Le SCC a indiqué que les renseignements recueillis provenaient de la page Facebook publique de la personne plaignante. À cet égard, nous avons rappelé au SCC que bien qu’il soit vrai que le paragraphe 69(2) de la Loi exclut les renseignements auxquels le public a accès, cette exclusion prévoit que seules les dispositions relatives à l’utilisation et à la communication (articles 7 et 8) de la Loi ne s’appliquent pas aux renseignements auxquels le public a accès. Les autres dispositions de la Loi s’appliquent toujours, y compris celles sur la collecte. En d’autres termes, que les renseignements soient accessibles ou non au public, les institutions fédérales doivent veiller à ce que tous les renseignements personnels recueillis aient un lien direct avec leurs programmes ou leurs activités comme l’exige l’article 4.

Puisque le Commissariat a conclu que le SCC n’aurait pas dû recueillir les renseignements personnels de la personne plaignante qui n’avaient aucune incidence sur l’évaluation de la demande de congé 699 de l’individu, ces renseignements n’auraient donc pas dû être divulgués par la suite à plusieurs membres de son équipe de gestion.

En ce qui concerne les mesures correctives, le SCC a confirmé, au cours de l’enquête, qu’il avait supprimé toutes les copies des captures d’écran recueillies. Pour réduire les risques que de telles situations se reproduisent, nous avons recommandé au SCC d’élaborer des directives sur les processus à suivre avant de recueillir des renseignements dans un contexte de relations de travail et de les diffuser aux gestionnaires afin de réduire le risque de collecte accidentelle des renseignements personnels d’un tiers sans rapport avec l’individu employé par le SCC. Le SCC a accepté et s’est engagé à diffuser des directives aux gestionnaires sur les limites et les processus en place pour réduire au minimum le risque d’atteinte à la vie privée, y compris les personnes à contacter avant de lancer une enquête ou de recueillir les renseignements d’un tiers dans un contexte de relations de travail.

Autre

La personne plaignante s’est également dite préoccupée par le fait que lorsqu’elle a communiqué, en tant que membre du public, avec le Bureau de l’accès à l’information et de la protection des renseignements personnels (AIPRP) du SCC pour savoir comment déposer une plainte concernant la protection des renseignements personnels contre une ou un membre du personnel du SCC, elle a été informée que le rôle du Bureau de l’AIPRP n’était pas de recevoir de telles plaintes.
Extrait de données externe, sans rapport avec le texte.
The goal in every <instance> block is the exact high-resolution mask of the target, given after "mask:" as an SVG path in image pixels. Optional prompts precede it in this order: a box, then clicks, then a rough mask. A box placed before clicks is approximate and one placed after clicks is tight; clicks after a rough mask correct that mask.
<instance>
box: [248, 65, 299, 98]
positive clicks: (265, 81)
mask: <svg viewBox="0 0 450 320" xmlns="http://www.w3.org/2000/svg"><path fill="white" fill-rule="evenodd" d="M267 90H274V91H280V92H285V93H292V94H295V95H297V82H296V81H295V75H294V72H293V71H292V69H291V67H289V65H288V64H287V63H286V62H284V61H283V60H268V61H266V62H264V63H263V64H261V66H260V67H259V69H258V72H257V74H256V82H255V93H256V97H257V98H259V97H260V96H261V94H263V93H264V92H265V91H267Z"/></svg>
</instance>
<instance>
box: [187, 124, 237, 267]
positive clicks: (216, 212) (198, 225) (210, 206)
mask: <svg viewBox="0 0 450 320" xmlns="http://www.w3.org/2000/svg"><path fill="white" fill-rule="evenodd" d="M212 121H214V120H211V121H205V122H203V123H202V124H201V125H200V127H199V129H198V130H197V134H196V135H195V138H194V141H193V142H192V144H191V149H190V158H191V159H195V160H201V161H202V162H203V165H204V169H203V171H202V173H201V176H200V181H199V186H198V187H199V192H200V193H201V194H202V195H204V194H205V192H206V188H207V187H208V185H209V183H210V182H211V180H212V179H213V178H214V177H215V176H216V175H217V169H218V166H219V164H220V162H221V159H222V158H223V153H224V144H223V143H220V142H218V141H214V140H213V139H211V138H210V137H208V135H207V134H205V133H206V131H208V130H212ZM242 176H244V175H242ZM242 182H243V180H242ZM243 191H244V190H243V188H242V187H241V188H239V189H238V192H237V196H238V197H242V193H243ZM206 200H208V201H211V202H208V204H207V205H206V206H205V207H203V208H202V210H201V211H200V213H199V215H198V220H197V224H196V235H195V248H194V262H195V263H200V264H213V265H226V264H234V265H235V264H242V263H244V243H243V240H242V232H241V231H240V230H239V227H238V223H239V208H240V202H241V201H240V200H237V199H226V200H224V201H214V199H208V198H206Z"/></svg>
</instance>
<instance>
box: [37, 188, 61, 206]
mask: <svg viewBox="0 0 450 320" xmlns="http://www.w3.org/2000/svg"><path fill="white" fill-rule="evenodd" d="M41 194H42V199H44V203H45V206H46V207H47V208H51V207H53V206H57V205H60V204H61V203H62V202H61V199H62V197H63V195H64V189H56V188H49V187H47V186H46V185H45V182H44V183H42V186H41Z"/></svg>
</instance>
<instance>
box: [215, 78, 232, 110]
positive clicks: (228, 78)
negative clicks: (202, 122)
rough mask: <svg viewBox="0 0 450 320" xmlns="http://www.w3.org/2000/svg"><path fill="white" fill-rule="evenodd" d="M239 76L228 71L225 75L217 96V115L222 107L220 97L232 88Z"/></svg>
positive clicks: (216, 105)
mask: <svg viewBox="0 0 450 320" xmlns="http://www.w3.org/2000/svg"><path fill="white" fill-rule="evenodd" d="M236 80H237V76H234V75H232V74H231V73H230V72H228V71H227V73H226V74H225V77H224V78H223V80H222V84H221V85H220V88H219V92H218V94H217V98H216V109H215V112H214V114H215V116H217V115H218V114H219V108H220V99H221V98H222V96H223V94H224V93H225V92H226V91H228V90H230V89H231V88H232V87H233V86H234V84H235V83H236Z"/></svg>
Elle a plutôt été redirigée vers des ressources internes qui ne conviennent qu’aux employés du SCC (c’est-à-dire, pour discuter de préoccupations avec les Ressources humaines du SCC ou un représentant syndical).

Le SCC a précisé au Commissariat que l’agent de l’AIPRP qui a répondu à la personne plaignante a commis une erreur et que celle-ci aurait dû recevoir la directive de déposer une plainte auprès du Commissariat, conformément au protocole du SCC, lorsqu’une ou un membre du public signale un risque de communication de renseignements personnels. Nous avons souligné que, bien qu’il soit important que les particuliers soient informés de leur droit de porter plainte au Commissariat, cela n’empêche en rien les institutions de mettre en place des processus internes pour accepter les plaintes des Canadiennes et des Canadiens concernant la protection des renseignements personnels et tenter de les régler de façon informelle. En fait, nous encourageons les institutions à le faire, car il s’agit souvent d’un moyen efficace de répondre aux préoccupations des particuliers liées à la protection de la vie privée et de démontrer leur engagement à cet égard.